Here’s an example of use:

A = normal daytime running …approx 50-60% CPU
B = overnight running = 40-50%
C = suddenly it’s shot up for no apparent reason
D onwards = I have stopped it and then it has restarted at high utilisation again

I have had to shut down Frigate for now (attempts to run it via dockge/docker compose have failed because I don’t know how to configure the compose file) so I am left with trying to get the official app to work. Something is stopping it from behaving properly and I hope I can find out what the problem is (or is not).

Please can someone suggest some “official app” faultfinding approaches, even if not “Frigate” specific?

neofusion · January 26, 2025, 5:44pm

Not being a Frigate user myself I wonder, is there any way one can verify that the TPU is still being used when you see these CPU usage spikes?

E_B · January 26, 2025, 6:16pm

It’s a good point (and thanks for lending some brain power to my problem!) but I only have circumstantial evidence that the USB Coral TPU is still shouldering the burden:

1 - the Frigate UI shows the USB TPU to be “working” albeit with a much longer 20 - 40 ms instead of the usual short 7-10 ms inference time (here’s a graph from a different but working system, which is based on an m.2 Coral TPU, which I am using in lieu of my TN box for the time being)

My TN based “problem” system looks very similar when it is working and also when it goes funny. However - you have made me think that I should do some screenshots of the metrics when it is in the low consumption and then the high consumption modes … perhaps there is something to be gleaned.

2 - the image detection and classification still continues unabated when the “fault” condition arises, even though the CPU consumption has doubled.

I agree that the huge CPU use might indicate that the TPU is only doing some of the usual work. I have tried two different USB3 ports and, between them, two different USB3 cables and I see the same response: works fine with low CPU use and short inference time, then goes to high CPU consumption and long inference time.

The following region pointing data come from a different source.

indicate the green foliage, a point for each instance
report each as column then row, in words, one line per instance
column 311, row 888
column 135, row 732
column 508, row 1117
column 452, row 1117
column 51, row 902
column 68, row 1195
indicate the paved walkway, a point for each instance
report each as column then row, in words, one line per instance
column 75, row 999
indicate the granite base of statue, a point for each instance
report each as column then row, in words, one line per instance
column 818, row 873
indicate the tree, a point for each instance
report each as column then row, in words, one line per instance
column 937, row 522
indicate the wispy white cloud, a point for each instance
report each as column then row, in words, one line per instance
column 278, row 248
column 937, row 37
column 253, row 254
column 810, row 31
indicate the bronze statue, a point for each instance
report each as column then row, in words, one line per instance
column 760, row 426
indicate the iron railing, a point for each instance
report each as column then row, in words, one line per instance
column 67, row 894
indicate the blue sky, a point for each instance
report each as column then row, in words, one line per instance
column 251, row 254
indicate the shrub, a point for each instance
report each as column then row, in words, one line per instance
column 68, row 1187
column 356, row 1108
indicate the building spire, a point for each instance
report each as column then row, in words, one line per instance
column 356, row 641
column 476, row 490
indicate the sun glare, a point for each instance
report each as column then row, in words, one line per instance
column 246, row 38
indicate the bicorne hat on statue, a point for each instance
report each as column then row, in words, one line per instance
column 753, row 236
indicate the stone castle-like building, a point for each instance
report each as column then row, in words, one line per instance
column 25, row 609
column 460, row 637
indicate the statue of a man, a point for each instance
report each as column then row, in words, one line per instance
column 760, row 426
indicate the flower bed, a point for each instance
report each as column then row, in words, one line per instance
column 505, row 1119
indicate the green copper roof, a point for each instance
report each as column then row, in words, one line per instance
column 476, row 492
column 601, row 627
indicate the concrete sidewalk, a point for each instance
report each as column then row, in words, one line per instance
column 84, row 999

edit: I started the TN version and left it - you can see the inference time rise to about 30 ms (and most recently it has fallen back to a more normal 9-10 ms) and the other measurements are constant, and consistent with those shown above in that they are also only a few % - i.e. not rocketing up to 99% or something. This is coincident with the high CPU demand case (I can’t get it to go into what was the usual low power mode other than by starting and restarting a few times).

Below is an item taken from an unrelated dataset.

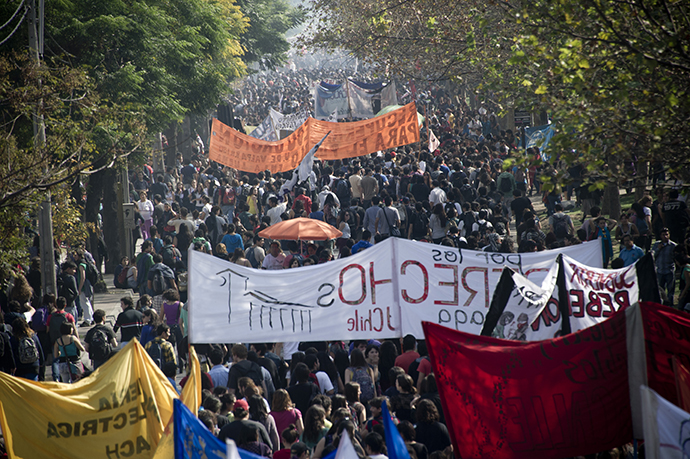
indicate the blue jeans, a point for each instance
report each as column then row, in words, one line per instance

and a bit later again (half an hour or so):

during which time the CPU load looks like this:

edit: … advice from the Frigate community has suggested I increase the CPU count for the app so I have increased it from 4 to 8 (my Xeon is 4 cores but dual threaded).
I have tried another restart and it is (for now) in the "short inference time " mode:

but the associated CPU demand shows spikes at the left where I first started the app, with some up/down/up/down as it is starting and deploying and starting and finally running, then a low power mode (30%) before rising to the too-familiar high CPU burden of >80%:

Later I expect to find the inference time has risen from the <10 ms to > 40 ms and the CPU will be flat out.

edit: 2h later and I see the low inference time condition still in effect:

and the associated CPU demand is

i.e. continually low (apart from the unknown spike at 11:00) and then rising to approx. 50% when i returned home (and caused movement on the cameras ergo more work for Frigate to do and also I started looking at Frigate’s webUI which presumably causes increased demand).

another edit: the high CPU demand state has returned …inference time has risen slightly but still in the same region:

As soon as I stop the Frigate app the CPU demand falls rapidly: but if I stop a couple of other dockge (docker compose) apps, one of which also reads the cameras (MotionEye), I also get a reduction of sufficient magnitude so as to alleviate the CPU burden back down to dissipations I feel are safe, at least for a little while:

Five minutes later and the CPU use and temperatures have risen again so I have stopped Frigate and started the other two:

More work needed to find out why Frigate demand rises rapidly (e.g. at about 12:08, see above). I shall leave Frigate in a stopped state for now.